Pageflow ist kein Fernsehen

Oft ist ein Pageflow eher eine Art Abfallprodukt, die Zweitverwertung von TV-Material. Wir hatten allerdings die seltene Chance, bereits vom Start weg mit einem Kamera-Team zu arbeiten, dass zwar hauptsächlich fürs Fernsehen unterwegs war, unserer Geschichte jedoch recht offen gegenüber stand.

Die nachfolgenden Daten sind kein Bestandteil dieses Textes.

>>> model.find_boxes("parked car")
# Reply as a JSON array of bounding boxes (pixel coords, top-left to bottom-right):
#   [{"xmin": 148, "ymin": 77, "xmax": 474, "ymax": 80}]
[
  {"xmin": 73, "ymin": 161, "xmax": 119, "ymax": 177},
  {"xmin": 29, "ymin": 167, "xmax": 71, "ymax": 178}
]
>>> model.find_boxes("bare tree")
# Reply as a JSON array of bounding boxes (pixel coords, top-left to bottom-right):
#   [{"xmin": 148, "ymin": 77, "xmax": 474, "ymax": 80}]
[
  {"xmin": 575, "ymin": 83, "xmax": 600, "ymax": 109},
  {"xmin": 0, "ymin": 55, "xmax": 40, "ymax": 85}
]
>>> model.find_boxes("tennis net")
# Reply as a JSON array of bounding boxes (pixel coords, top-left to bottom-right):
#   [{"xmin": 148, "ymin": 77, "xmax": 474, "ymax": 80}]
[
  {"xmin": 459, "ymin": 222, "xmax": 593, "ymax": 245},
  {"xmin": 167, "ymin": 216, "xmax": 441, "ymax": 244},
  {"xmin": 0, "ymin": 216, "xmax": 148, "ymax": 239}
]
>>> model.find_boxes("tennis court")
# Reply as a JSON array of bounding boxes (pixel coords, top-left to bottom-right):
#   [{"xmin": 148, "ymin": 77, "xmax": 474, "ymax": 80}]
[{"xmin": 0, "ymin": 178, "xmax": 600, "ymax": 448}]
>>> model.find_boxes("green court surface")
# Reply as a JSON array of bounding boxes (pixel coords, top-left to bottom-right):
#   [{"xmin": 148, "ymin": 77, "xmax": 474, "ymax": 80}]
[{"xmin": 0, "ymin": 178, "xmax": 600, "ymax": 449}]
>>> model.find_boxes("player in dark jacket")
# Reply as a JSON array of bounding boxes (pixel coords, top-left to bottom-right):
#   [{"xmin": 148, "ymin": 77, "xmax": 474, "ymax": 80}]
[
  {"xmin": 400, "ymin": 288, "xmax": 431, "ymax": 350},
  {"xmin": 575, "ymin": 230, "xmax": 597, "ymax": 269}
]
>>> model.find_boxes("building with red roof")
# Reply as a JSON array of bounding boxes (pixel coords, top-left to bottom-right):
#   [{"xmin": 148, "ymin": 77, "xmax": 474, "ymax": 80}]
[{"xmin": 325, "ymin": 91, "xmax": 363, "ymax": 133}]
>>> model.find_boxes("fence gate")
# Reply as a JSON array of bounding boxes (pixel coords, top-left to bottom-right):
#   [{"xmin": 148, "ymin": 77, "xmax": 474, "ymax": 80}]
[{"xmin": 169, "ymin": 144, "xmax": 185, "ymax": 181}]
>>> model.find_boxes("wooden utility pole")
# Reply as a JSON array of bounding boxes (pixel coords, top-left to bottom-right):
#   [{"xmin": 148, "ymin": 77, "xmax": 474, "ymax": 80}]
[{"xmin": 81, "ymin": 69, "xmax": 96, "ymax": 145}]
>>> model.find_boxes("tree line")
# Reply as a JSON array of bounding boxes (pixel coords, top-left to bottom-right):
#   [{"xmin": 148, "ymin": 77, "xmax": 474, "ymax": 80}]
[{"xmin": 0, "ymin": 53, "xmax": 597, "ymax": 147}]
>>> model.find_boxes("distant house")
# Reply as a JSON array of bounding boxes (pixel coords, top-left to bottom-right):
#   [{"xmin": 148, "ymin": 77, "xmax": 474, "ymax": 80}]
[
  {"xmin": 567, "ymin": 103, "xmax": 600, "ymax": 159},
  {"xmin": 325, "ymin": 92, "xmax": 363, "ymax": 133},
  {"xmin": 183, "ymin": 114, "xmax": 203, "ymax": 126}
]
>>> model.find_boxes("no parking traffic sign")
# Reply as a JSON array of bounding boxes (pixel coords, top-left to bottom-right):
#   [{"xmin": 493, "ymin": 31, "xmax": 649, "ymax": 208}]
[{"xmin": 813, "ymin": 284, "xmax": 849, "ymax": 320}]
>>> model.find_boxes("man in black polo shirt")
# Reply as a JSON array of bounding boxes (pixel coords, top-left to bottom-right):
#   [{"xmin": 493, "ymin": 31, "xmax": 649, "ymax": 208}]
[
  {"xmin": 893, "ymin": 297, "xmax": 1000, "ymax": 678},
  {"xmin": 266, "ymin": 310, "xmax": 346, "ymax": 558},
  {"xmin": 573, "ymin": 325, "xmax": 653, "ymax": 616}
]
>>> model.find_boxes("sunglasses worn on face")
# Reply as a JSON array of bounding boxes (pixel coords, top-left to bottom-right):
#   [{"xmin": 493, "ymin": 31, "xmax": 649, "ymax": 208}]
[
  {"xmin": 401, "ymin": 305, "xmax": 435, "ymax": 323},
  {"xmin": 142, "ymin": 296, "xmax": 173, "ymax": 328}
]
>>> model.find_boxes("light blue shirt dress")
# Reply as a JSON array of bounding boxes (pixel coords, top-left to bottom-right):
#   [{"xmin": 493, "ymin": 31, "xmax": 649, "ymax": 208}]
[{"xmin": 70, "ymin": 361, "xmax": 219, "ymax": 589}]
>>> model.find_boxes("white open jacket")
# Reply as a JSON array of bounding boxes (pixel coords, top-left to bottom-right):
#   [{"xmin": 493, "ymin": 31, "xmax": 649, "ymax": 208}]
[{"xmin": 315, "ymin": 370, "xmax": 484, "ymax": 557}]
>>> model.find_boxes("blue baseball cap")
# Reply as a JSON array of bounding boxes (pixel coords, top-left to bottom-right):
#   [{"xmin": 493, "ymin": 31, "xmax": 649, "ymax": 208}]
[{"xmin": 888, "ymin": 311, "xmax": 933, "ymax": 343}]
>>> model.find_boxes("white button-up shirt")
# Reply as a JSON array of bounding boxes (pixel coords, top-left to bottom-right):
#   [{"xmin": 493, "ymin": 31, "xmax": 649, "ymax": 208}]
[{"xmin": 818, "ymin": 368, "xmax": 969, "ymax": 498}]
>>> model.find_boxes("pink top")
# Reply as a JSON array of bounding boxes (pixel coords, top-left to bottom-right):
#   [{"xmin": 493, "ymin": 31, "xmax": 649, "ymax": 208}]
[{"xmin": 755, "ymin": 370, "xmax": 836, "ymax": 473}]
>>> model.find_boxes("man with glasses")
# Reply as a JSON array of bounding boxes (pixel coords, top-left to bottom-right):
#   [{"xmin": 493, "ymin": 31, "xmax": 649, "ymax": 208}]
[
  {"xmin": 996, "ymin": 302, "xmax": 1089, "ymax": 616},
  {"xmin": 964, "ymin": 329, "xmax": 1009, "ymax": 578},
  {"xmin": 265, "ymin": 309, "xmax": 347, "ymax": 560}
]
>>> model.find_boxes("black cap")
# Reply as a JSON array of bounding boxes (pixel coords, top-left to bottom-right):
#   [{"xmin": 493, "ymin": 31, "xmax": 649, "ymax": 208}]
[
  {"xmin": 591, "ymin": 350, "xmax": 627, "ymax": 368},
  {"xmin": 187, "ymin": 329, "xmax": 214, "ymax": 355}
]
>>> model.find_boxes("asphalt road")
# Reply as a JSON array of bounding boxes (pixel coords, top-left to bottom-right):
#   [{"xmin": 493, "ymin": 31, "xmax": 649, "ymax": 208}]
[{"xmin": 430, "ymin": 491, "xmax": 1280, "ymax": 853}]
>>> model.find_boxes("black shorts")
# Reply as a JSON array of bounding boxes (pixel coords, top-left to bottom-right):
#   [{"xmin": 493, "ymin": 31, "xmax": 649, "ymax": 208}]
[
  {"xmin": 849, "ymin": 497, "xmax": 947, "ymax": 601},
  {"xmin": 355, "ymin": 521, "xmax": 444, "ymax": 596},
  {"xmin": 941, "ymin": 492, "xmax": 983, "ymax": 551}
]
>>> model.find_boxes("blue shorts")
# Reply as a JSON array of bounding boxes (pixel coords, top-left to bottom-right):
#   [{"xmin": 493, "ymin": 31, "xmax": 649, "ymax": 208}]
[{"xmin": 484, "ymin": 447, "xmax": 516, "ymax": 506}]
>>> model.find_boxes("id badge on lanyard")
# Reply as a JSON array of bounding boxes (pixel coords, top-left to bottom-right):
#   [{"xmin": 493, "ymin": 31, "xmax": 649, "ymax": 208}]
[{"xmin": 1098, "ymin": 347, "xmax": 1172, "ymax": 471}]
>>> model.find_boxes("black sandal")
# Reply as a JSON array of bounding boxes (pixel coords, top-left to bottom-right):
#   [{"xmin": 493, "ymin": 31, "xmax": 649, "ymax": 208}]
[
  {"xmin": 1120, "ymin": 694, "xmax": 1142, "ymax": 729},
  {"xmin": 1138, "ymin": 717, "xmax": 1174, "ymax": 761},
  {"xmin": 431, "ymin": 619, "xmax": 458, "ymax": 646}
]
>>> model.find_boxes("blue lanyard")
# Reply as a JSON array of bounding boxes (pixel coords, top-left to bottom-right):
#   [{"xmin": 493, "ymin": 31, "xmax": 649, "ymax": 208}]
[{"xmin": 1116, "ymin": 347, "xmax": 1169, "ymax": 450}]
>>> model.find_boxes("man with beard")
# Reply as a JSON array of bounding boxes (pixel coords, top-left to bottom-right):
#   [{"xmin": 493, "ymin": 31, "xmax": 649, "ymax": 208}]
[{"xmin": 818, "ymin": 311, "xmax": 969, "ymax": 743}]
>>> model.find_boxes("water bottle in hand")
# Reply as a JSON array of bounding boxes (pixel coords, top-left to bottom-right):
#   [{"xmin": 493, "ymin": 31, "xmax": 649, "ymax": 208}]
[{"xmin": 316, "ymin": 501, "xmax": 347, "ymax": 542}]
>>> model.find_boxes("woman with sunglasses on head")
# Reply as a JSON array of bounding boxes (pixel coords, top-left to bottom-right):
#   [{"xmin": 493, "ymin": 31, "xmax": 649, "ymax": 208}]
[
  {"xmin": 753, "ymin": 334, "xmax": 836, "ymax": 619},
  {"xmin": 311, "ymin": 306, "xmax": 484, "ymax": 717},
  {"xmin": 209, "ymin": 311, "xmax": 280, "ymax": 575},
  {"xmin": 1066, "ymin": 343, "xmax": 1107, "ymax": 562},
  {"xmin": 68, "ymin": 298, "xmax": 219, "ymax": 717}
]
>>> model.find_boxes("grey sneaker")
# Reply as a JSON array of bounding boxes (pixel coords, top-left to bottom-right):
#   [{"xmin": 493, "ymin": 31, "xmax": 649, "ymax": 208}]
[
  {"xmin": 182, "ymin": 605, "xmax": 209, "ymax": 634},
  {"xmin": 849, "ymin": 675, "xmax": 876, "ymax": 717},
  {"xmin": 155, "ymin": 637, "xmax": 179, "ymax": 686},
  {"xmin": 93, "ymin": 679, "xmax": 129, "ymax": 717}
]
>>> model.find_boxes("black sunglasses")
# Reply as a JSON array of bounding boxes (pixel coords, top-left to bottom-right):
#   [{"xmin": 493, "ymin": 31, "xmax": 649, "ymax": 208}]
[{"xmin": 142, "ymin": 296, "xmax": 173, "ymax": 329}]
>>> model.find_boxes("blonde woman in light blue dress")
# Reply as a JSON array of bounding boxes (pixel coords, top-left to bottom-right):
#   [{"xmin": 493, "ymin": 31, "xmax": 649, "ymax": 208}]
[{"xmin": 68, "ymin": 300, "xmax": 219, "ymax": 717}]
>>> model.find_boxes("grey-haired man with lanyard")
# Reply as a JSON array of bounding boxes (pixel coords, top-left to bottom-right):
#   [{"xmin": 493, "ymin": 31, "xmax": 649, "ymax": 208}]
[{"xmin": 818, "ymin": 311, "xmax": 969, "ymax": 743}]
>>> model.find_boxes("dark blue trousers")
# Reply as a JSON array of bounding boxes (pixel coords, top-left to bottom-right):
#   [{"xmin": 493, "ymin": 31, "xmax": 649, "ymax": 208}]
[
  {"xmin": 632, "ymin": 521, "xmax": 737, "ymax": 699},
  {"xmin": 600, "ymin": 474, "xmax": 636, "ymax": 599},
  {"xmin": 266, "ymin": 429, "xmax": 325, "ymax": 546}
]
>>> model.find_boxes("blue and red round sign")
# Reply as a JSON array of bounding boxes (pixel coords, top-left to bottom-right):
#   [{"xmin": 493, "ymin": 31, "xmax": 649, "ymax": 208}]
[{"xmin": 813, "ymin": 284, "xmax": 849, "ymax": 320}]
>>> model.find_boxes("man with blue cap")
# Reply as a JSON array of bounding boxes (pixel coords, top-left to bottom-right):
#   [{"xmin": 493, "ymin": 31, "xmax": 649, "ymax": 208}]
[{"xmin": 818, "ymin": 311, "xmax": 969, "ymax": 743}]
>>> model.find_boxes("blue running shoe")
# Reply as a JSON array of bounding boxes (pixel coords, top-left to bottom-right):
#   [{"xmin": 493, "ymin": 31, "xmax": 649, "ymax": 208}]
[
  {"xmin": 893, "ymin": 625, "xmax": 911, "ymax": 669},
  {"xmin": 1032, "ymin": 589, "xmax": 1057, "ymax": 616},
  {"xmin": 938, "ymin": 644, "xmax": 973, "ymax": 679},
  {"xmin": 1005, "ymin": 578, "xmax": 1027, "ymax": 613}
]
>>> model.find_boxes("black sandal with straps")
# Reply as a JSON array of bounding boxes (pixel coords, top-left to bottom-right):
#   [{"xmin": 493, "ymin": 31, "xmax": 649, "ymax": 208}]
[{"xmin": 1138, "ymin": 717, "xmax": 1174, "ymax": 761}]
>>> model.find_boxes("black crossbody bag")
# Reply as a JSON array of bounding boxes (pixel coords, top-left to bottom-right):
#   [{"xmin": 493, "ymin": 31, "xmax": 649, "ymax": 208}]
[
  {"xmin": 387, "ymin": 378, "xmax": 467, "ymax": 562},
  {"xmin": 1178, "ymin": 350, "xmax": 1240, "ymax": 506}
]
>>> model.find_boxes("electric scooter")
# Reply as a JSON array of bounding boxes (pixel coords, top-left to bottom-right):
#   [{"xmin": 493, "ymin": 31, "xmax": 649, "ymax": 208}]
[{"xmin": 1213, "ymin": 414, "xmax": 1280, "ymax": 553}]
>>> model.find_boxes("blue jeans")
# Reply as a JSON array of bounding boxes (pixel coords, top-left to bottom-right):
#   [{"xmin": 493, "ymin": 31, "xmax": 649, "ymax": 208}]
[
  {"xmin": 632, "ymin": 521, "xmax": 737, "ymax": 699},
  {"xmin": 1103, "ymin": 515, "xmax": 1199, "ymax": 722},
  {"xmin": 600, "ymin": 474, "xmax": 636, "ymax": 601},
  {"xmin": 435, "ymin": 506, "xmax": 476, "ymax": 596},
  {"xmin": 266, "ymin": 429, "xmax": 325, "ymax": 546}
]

Dennoch mussten wir hintenraus improvisieren.

Denn der Konflikt liegt auf der Hand: Im Einsatz haben Autoren und Kamera-Teams in erster Linie Stress - gerade bei einer Reportage, in der es um Notfälle geht. "Öhm, könnt Ihr mit dem Reanimieren vielleicht noch einen Moment warten, ich muss grad mein Stativ aufbauen", sind denkbar unbrauchbare Worte, wenn der Chefarzt gerade seinen Defibrillator auflädt. Allerdings kommen coole verwackelte Reportage-Bilder von einem Notarzt-Einsatz nur im Fernsehen wirklich gut rüber. Wenn man versucht, den darauf platzierten Text zu lesen, lösen sie eher Brechreiz aus.

Besser selbstmachen

Das Ideal ist, man dreht selbst und hat parallel noch jemanden dabei, der Fotos macht (gerne auch umgekehrt). Aber auch das ist im dritten deutschen Internet schwieriger als gedacht: denn die Fernseh-Kollegen haben uns quasi verboten, mit eigenen Kameras zu hantieren: "wejen die Qualität, weischt?". Budget für eigene Kamera-Leute? Fehlanzeige. Und habt Ihr schon einmal versucht, mit einer Hörfunk-Produktionsnummer einen Video-Schnitt anzumelden? No way!

Zum Glück gibt es den kurzen Dienstweg, einsatzwillige Co-Autoren und verständnisvolle Disponentinnen, so dass es letztlich doch irgendwie geglückt ist, das Ding auf den Weg zu bringen.